Taliban and the Drug Trade

08 Oct, 1999    ·   270

Surya Gangadharan doubts the Taliban declaration on cutting opium production

International narcotics control experts are intrigued by recent reports from Afghanistan , which quotes Taliban officials as claiming that the opium poppy crop will be reduced by two-thirds from next year. The Taliban deputy minister for mines Abdul Salaam Zaeef, said in Kabul that local investors had set up a joint stock company to process cotton. He claimed the investors were putting in $10 million into the project. “This will definitely encourage the locals to stop cultivating narcotics which is harmful to the world and has put us in trouble with our neighbours,” Zaeef said.



The declaration could be intended to temper international criticism because the opium poppy harvest this year has surpassed all previous records. At 6,400 metric tonnes, Afghanistan now holds the dubious title of the world’s largest producer of opium. Of the total production, 75 per cent has come from Helmand province and eastern Nangarhar. In comparison, production in previous years could easily come under the category of “peanuts” since the output in 1997 was 2,804 metric tonnes and 2,102 tonnes in 1998. 



Increased production means higher revenues for the Taliban which levies a 10 percent tax on opium, their only source of income. Opium is reported to have brought in $15 million into Taliban coffers last year. It will be substantially more this year.

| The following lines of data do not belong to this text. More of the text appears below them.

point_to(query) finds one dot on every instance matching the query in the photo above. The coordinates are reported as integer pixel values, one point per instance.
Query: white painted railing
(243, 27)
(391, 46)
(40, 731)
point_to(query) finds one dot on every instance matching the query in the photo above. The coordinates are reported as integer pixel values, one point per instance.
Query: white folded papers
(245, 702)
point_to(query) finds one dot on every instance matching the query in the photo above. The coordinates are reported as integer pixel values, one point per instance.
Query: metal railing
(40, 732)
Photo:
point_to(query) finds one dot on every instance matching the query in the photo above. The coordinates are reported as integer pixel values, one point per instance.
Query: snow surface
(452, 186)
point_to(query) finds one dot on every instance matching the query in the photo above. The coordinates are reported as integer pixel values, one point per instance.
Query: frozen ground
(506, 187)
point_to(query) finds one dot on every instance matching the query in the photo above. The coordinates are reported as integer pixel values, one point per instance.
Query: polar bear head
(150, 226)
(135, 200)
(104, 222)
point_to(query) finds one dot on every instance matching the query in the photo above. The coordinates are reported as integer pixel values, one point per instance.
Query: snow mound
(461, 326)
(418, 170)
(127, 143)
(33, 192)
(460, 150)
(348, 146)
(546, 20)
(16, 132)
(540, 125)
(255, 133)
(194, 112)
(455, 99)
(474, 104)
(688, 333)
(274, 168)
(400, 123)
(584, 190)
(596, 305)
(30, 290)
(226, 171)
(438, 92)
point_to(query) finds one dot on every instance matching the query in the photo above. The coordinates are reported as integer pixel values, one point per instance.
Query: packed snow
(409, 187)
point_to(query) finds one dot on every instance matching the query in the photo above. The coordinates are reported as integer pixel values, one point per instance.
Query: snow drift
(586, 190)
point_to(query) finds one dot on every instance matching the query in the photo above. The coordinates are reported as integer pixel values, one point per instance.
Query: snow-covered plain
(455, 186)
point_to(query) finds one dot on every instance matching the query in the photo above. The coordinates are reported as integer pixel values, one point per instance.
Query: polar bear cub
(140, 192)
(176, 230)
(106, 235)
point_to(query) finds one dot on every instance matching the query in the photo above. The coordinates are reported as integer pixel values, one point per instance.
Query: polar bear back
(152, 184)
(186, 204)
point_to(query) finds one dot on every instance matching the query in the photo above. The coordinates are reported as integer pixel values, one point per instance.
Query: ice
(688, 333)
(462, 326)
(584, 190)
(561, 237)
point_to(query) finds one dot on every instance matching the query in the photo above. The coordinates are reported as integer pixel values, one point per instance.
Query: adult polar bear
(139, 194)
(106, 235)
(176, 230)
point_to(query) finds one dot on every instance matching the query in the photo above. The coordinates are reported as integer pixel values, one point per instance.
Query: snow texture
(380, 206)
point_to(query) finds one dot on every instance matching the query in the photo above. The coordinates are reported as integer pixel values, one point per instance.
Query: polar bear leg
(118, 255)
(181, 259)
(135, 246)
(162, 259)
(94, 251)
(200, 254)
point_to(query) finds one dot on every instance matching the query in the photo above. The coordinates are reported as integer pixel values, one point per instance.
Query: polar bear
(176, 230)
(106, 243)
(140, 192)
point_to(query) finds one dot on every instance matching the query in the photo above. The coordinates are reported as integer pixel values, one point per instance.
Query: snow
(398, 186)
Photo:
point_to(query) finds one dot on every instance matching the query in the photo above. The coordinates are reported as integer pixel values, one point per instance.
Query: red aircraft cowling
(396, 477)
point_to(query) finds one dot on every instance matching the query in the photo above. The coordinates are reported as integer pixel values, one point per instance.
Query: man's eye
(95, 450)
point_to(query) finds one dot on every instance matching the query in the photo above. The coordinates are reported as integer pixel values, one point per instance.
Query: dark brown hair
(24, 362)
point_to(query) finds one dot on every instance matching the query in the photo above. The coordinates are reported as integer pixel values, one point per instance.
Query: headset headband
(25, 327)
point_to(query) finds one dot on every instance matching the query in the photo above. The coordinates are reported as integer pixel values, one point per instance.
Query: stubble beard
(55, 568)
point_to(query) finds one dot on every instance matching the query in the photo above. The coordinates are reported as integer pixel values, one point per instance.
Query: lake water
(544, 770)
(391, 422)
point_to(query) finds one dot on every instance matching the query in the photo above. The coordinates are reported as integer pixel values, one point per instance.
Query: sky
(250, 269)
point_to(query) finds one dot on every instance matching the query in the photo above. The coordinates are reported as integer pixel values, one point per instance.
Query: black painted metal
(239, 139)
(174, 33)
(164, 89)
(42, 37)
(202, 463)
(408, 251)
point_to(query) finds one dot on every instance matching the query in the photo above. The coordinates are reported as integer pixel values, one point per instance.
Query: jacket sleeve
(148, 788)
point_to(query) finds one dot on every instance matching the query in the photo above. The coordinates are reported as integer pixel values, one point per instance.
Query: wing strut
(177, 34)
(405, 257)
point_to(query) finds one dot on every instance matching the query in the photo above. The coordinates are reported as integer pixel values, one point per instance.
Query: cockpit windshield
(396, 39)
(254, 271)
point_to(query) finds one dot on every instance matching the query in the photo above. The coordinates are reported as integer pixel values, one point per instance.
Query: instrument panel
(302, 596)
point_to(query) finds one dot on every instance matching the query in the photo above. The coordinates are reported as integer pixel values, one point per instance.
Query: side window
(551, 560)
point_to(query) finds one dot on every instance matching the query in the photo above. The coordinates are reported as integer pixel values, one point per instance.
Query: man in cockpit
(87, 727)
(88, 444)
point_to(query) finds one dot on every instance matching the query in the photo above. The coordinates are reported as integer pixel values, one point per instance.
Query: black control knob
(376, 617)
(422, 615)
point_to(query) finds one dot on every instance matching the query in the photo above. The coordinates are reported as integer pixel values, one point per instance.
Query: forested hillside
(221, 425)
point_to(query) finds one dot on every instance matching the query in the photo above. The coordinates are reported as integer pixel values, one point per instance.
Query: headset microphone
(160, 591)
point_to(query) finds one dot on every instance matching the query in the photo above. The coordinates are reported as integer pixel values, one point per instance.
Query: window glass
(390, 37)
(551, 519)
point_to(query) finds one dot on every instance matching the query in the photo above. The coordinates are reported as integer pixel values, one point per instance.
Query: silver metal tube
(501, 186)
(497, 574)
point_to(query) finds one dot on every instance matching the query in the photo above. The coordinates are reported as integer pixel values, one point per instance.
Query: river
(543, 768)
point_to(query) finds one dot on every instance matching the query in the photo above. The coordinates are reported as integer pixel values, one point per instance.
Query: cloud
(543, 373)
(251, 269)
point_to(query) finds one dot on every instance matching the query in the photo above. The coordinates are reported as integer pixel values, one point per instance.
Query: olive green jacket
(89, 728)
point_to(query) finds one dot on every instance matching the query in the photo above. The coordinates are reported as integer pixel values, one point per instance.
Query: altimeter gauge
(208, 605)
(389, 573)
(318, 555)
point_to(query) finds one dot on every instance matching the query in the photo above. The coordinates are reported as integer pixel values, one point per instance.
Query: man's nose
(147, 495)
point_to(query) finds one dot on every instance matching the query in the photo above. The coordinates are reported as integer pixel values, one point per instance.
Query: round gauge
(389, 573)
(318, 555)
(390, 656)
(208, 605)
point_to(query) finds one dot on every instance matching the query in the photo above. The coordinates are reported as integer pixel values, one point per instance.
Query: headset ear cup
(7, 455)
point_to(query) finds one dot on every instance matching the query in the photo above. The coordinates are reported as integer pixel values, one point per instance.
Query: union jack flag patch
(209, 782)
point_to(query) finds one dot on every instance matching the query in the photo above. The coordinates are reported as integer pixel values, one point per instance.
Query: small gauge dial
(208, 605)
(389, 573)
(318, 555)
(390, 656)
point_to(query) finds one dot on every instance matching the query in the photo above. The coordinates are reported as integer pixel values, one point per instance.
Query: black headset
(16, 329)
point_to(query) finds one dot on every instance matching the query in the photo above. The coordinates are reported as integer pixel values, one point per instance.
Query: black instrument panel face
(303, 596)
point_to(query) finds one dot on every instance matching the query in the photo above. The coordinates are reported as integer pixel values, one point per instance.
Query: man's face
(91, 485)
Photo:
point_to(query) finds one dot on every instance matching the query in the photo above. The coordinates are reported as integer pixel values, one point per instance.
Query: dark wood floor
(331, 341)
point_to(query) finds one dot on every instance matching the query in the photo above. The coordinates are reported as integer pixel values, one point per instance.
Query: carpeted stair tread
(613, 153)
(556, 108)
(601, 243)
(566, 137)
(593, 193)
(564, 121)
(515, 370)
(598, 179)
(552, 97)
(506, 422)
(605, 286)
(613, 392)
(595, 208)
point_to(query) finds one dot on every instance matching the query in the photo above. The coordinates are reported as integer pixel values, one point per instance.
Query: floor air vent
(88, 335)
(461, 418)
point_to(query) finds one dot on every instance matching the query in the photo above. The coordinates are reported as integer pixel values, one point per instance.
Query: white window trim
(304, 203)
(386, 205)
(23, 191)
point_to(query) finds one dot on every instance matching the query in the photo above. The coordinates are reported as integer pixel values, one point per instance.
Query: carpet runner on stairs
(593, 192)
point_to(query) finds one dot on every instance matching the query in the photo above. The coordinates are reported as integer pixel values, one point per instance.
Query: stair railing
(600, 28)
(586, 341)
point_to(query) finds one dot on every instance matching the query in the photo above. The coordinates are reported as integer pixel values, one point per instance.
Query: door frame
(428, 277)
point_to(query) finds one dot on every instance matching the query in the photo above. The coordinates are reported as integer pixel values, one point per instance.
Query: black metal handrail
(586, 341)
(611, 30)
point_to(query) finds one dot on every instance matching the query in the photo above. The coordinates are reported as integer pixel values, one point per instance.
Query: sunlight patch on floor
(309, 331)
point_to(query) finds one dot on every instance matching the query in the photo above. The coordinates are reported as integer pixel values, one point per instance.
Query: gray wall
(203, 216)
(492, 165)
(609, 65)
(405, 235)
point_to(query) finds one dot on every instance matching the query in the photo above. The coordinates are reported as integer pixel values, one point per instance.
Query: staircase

The area under opium poppy cultivation has also been steadily rising. According to the UN Drug Control Programme, which has been carrying out an annual opium survey in Afghanistan since 1994, it was 58,416 hectares in 1997 and 63,612 hectares in 1998. In fact, the Taliban is known to favour opium farmers, when it comes to distributing fertiliser, over those growing food crops.



There’s also been a distinct shift in the pattern of opium poppy cultivation. New districts in the north and eastern parts of Afghanistan are now under poppy cultivation, while areas in the west have seen a move away from poppy. This shift could be linked to the emergence or closure of new trafficking routes. 



Areas in the north now being cultivated, for instance, are close to the Central Asian republics where lax border controls and corrupt law enforcement makes it less risky to transport drug consignments. Similarly, the Wakhan Corridor in the north-east offers convenient ingress into China ’s Xinjiang province. Officials in Beijing have admitted that trafficking is taking place and fear that the profits are going to fund Uighur separatists in Xinjiang. The Wakhan is controlled by Ahmed Shah Masood, military chief of the Northern Alliance , and its possible that his commanders in the field connive in the drug traffic for a profit. 



The decline of poppy cultivation in western Afghanistan can be linked to Iran ’s crackdown on drug trafficking and the harsh penalties for traffickers. Unlike the Taliban who have justified poppy cultivation as Islamic (because the end product heroin is consumed largely in the West), Iran has been consistent in its policy of no compromise with the drug trade.



There are other aspects that deepen doubts about the Taliban declaration on cutting opium production by two-thirds. The declaration was made in Kabul , the administrative capital. It’s not clear whether it has been endorsed in Kandahar , the spiritual capital where Mullah Mohammad Omar, the Taliban’s Amir sits. In the past, decisions, even foreign agreements signed in Kabul , have been rejected in Kandahar .



The fact is nobody in Kabul really knows Mullah Omar’s mind. His inclination to govern apparently on the basis of “divine guidance”, makes it impossible to introduce rules or any predictability in the system of government. The 30-man Taliban Shoora, over which Mullah Omar presides, meets in secret. There is suspicion that Mullah Omar and the Shoora have close links with the drug trade. It’s important to note that Kandahar although the seat of orthodox Afghan Islam, is a province where opium growing is fairly widespread.



So Kabul and Kandahar could be on two different tracks here. Ministers and officials in Kabul who interact with foregn delegations and have to answer uncomfortable questions, maybe sensitive to international criticism and keen to temper their country’s negative image. But in the spiritual climate of Kandahar with the paradise of opium in their backyard, Mohammad Omar and his fellow mullahs may have little interest in what the world thinks of them.